The pseudocode of Coin Change Problem is as follows:

```
1. initialize a new array for memoization of length n+1 where n is the number of which we want to find the number of different way of coin changes.
2. make memo[0]=1 since there is only one way to give chage for 0 dollars
3. for each coin change available, iterate through the memoization array and add value of memo[index-coins[i]] to memo[index] for index from '1' to 'n'
4. return value of memo[n]
```

### Complexity

- $n = number to find coin change$, $c = number of coins available$
- Time complexity (in any case):
**Θ(n*c)** - Space complexity:
**Θ(n)**

### Implementation

- Java

### Java

```
import java.io.*;
import java.util.*;
public class Solution
{
static long ways(int n, int[] coins)
{
long memo[] = new long[n+1];
memo[0] = 1;
for(int i = 0;i<coins.length;i++)
{
for(int j = 1;j<=n;j++)
{
if(j-coins[i]>=0) memo[j]+=memo[j-coins[i]];
}
}
return memo[n];
}
private static final Scanner scanner = new Scanner(System.in);
public static void main(String[] args) throws IOException
{
String[] nm = scanner.nextLine().split(" ");
int n = Integer.parseInt(nm[0]);
int m = Integer.parseInt(nm[1]);
int[] coins = new int[m];
String[] coinsItems = scanner.nextLine().split(" ");
for (int i = 0; i < m; i++)
{
int coinsItem = Integer.parseInt(coinsItems[i]);
coins[i] = coinsItem;
}
long res = ways(n, coins);
System.out.println(res);
scanner.close();
}
}
```

### Applications

This algorithm can be used to distribute change i.e.

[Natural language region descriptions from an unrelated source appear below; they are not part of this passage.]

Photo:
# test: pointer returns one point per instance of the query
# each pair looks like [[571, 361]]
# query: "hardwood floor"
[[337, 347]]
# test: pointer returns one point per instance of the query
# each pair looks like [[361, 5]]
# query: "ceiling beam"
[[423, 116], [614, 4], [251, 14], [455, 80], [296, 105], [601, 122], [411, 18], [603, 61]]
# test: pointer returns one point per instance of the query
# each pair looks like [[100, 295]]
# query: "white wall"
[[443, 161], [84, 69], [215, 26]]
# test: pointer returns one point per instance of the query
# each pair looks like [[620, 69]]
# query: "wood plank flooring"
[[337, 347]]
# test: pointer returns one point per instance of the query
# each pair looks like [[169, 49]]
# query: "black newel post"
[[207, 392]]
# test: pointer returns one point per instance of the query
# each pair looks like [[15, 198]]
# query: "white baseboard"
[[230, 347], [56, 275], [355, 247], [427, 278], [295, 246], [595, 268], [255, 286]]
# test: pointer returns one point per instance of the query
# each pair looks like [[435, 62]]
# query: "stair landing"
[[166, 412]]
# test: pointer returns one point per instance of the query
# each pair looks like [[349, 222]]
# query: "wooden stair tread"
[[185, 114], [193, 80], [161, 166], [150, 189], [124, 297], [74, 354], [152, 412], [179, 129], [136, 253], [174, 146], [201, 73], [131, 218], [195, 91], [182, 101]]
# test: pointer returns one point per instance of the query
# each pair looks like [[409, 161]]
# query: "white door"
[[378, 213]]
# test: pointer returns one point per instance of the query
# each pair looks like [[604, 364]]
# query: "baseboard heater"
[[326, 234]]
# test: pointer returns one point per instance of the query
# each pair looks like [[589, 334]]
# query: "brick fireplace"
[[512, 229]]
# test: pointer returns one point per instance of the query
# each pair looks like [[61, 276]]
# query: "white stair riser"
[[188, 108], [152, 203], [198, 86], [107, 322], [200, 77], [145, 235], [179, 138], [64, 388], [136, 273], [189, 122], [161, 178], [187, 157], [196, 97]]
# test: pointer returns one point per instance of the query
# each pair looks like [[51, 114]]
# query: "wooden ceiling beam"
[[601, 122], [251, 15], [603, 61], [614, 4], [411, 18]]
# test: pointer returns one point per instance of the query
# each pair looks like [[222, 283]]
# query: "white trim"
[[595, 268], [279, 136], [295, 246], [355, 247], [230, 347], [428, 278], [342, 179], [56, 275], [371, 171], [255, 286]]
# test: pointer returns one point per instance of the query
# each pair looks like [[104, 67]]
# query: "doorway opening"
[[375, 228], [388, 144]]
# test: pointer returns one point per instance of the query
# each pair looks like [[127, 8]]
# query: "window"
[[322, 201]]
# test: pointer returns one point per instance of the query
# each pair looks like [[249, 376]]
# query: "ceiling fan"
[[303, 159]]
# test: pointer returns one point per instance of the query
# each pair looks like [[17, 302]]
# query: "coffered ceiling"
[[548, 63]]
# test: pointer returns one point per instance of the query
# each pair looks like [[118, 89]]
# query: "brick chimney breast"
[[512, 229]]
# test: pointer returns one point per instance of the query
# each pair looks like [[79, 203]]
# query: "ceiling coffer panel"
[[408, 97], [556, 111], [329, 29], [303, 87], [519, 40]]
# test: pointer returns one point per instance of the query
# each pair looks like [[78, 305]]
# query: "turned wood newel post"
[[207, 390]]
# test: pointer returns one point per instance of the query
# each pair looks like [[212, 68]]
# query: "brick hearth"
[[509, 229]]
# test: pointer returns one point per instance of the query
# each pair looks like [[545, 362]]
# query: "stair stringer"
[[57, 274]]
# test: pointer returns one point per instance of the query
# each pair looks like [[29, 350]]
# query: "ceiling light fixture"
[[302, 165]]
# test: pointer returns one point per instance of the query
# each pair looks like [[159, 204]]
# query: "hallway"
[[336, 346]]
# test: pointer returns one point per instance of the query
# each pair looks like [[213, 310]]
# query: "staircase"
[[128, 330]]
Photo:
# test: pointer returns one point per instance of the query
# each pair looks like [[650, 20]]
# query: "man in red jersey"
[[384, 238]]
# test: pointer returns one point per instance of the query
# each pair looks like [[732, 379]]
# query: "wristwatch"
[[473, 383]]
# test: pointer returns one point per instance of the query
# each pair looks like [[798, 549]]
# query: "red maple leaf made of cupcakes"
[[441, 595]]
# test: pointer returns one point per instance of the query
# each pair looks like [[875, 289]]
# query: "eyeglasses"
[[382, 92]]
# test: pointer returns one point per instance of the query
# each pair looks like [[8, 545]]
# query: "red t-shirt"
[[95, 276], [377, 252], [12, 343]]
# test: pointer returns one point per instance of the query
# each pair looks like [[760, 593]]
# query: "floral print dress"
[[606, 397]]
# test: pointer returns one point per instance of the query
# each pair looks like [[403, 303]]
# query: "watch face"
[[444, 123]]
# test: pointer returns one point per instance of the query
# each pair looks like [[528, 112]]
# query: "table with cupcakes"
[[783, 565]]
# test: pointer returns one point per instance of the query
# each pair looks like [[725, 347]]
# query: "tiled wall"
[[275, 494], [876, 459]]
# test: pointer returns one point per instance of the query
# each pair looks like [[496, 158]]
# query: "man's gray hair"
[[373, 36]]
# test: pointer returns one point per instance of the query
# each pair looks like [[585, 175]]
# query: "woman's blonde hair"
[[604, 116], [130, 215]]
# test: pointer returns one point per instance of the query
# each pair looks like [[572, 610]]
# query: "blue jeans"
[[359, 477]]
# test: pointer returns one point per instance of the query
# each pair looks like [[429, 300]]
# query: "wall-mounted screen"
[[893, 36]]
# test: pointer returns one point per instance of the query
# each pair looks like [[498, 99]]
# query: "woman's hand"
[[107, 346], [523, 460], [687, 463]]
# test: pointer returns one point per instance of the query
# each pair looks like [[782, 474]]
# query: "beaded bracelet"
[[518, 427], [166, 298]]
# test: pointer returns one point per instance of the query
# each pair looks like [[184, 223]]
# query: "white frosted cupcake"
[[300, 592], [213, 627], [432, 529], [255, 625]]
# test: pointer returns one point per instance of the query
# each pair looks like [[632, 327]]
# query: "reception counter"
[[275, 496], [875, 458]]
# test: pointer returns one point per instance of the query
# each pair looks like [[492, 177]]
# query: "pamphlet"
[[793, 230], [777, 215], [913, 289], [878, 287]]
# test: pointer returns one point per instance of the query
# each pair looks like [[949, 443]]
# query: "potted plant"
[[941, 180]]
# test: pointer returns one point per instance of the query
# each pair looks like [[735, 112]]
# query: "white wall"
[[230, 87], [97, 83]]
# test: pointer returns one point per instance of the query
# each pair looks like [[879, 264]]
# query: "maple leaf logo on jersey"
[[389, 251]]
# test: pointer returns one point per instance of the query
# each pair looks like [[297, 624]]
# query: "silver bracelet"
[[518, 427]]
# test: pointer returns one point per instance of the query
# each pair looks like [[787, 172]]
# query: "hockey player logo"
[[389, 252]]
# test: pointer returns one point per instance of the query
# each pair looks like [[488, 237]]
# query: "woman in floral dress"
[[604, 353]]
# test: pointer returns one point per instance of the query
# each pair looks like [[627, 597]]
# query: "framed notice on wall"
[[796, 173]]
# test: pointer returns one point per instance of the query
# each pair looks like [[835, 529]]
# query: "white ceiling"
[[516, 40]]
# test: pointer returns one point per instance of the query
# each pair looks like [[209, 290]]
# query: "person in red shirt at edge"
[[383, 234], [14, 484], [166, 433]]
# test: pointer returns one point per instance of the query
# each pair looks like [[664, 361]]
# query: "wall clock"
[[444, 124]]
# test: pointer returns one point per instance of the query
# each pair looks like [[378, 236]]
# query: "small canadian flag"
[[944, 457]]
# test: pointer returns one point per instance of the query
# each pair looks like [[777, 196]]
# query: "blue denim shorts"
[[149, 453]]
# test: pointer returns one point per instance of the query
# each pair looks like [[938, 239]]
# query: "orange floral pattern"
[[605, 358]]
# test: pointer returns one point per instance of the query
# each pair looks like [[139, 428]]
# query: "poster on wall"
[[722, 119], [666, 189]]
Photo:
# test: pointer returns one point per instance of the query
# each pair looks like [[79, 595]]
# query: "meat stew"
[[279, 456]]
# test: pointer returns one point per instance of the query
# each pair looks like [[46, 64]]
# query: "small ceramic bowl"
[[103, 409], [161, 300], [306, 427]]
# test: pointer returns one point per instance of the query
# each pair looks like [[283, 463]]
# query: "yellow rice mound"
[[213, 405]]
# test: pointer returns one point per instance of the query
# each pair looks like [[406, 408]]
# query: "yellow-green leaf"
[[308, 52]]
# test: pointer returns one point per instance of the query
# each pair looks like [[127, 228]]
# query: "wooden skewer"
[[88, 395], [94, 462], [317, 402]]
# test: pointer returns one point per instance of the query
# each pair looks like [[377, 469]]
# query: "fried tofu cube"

In a soda pop vending machine that could accept bills and coins and dispense coins.

One example is, buying a 60 cent soda pop with a dollar. This leaves 40 cents change, or in the US, 1 quarter, 1 dime, and 1 nickel for least coin pay. If the nickel tube were empty though, the machine would dispense 4 dimes.